Wednesday, October 21, 2009

Brainwashing My Daughter

Back to the angry woman at the grocery store - the one that accused me of brainwashing my daughter. I would love to laugh at that, but it isn't funny. There are a lot of people who are brainwashed and there is nothing about it that is laughable.

The last time I checked, I was the Momma and it was my job and her daddy's (my husband) job to teach her. It isn't like there is someone else out there who is going to do it for us. The Bible clearly says that we are to "train up your child in the way you'd have them go." It doesn't say anything about letting the government do it or a school system or anyone else. That is a parent's job, not someone else.

I'm not talking about the "three Rs." In some cases, it is best that others have a hand in educating your children. If the public school systems were places for children, my daughter would go to school. Until then, we will be doing ourselves. The education I am talking about is right and wrong - the morals and ethics I want my daughter to have.

Like every parent, I want the best for my daughter. That is why we are installing the values we hold dear to us. We are also teaching to her to be a "free thinker" - to not follow the crowd and use her own judgment when it comes time for her to make decisions on her own.

I'd be lying if I didn't say I want her to be just as Conservative as I am. Even more important than that, I want to her to be able to logical reason what is best for her, her family, her country and her world. I'm teaching her both sides of the issues as fairly as I can, hoping that she will follow her heart and do the right thing.

Is that brainwashing? If that is brainwashing, most parents are guilty of brainwashing their children. Unless they are letting their children run wild and not teaching the basics of living in a society, they are installing values, morals and ethics in their children.
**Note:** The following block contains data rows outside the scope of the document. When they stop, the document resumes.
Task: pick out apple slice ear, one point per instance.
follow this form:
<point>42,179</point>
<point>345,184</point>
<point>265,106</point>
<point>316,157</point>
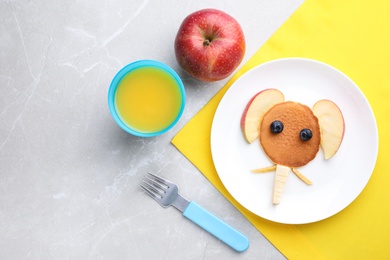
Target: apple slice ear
<point>332,126</point>
<point>254,111</point>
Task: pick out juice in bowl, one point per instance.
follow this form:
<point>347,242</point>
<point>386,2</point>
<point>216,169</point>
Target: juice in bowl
<point>146,98</point>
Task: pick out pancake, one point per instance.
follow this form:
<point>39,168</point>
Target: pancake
<point>287,147</point>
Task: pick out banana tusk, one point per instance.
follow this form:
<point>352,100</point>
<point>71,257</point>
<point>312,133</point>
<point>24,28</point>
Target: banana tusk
<point>301,176</point>
<point>280,182</point>
<point>265,169</point>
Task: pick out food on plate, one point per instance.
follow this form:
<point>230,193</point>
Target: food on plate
<point>288,147</point>
<point>332,126</point>
<point>291,133</point>
<point>253,113</point>
<point>209,45</point>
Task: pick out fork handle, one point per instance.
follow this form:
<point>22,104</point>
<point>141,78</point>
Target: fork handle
<point>216,227</point>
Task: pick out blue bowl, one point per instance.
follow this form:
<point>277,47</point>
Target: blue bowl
<point>127,69</point>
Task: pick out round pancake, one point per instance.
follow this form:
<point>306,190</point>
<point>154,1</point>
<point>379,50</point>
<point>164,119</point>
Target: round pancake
<point>287,148</point>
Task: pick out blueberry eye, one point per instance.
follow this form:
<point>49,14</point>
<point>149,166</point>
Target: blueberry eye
<point>305,134</point>
<point>276,127</point>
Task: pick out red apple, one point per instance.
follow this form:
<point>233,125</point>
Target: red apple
<point>209,45</point>
<point>332,126</point>
<point>254,111</point>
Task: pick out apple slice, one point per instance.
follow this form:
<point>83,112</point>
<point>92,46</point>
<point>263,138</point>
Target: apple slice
<point>254,111</point>
<point>332,126</point>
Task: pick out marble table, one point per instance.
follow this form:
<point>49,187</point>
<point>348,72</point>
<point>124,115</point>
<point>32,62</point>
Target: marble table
<point>69,176</point>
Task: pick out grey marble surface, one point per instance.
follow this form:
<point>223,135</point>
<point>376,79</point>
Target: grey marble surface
<point>69,176</point>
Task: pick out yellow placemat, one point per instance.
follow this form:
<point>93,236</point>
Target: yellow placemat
<point>353,36</point>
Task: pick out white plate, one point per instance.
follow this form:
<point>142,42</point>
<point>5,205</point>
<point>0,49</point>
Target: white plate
<point>336,182</point>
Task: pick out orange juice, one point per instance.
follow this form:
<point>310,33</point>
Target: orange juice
<point>148,99</point>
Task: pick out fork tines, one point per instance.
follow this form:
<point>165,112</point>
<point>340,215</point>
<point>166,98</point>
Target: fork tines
<point>154,185</point>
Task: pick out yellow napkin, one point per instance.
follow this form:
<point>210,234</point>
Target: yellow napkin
<point>353,36</point>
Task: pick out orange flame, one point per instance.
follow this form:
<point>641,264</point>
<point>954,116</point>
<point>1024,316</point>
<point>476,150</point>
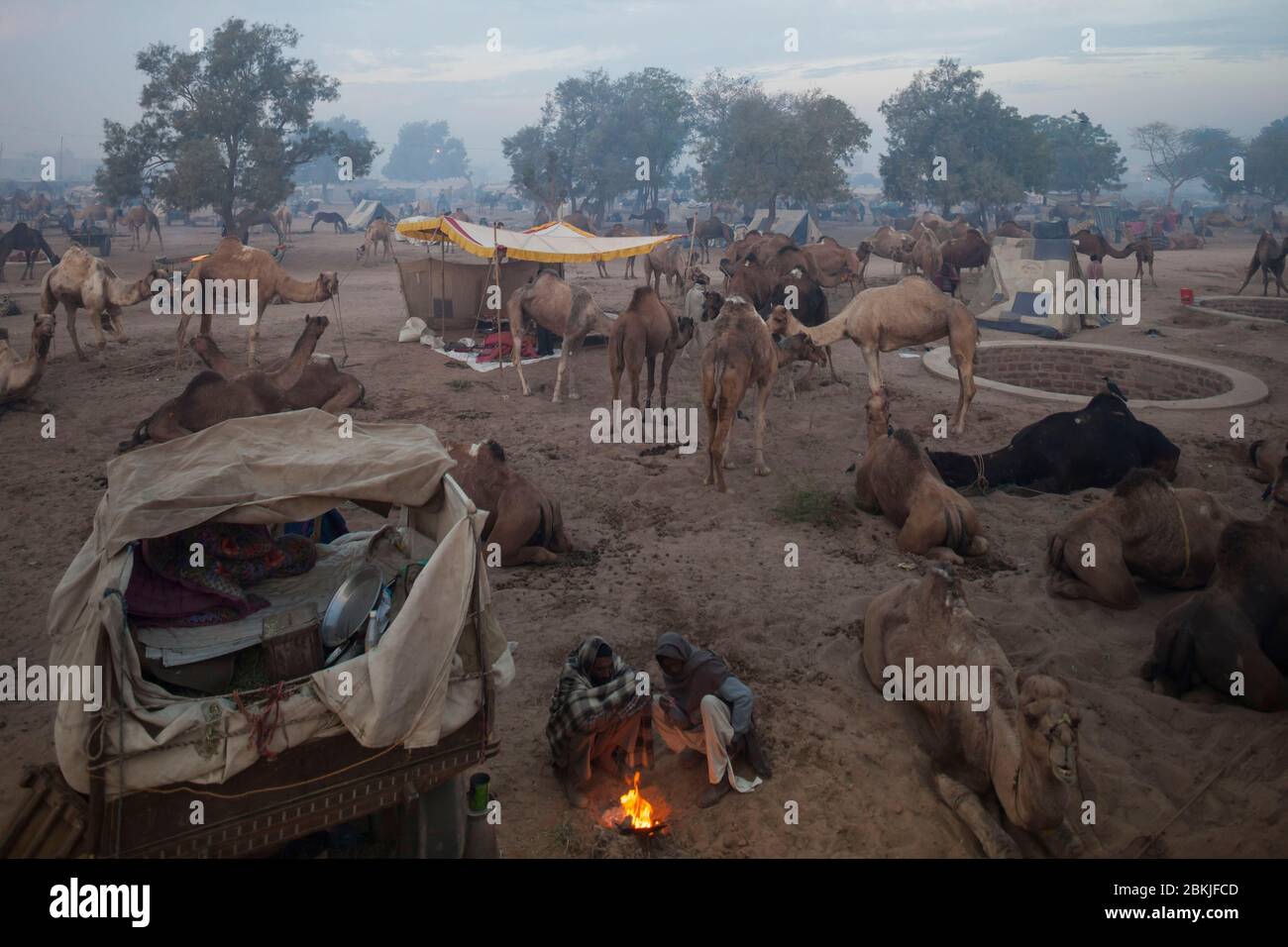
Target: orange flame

I know I should take so much responsibility, but, despite raising my daughter to think for herself, almost every mistake she makes will be my fault. Well, at least reflect badly on me. I know she will make mistakes. Hopefully, not many and she will learn from them and never repeat the same ones.

That isn't so bad. We don't have her locked in a "compound" of some sort. We aren't keeping her from socializing with all sorts of children. We are carefully keeping an eye on her and her education. Both the "book learning" and the other skills she needs to survive in this world.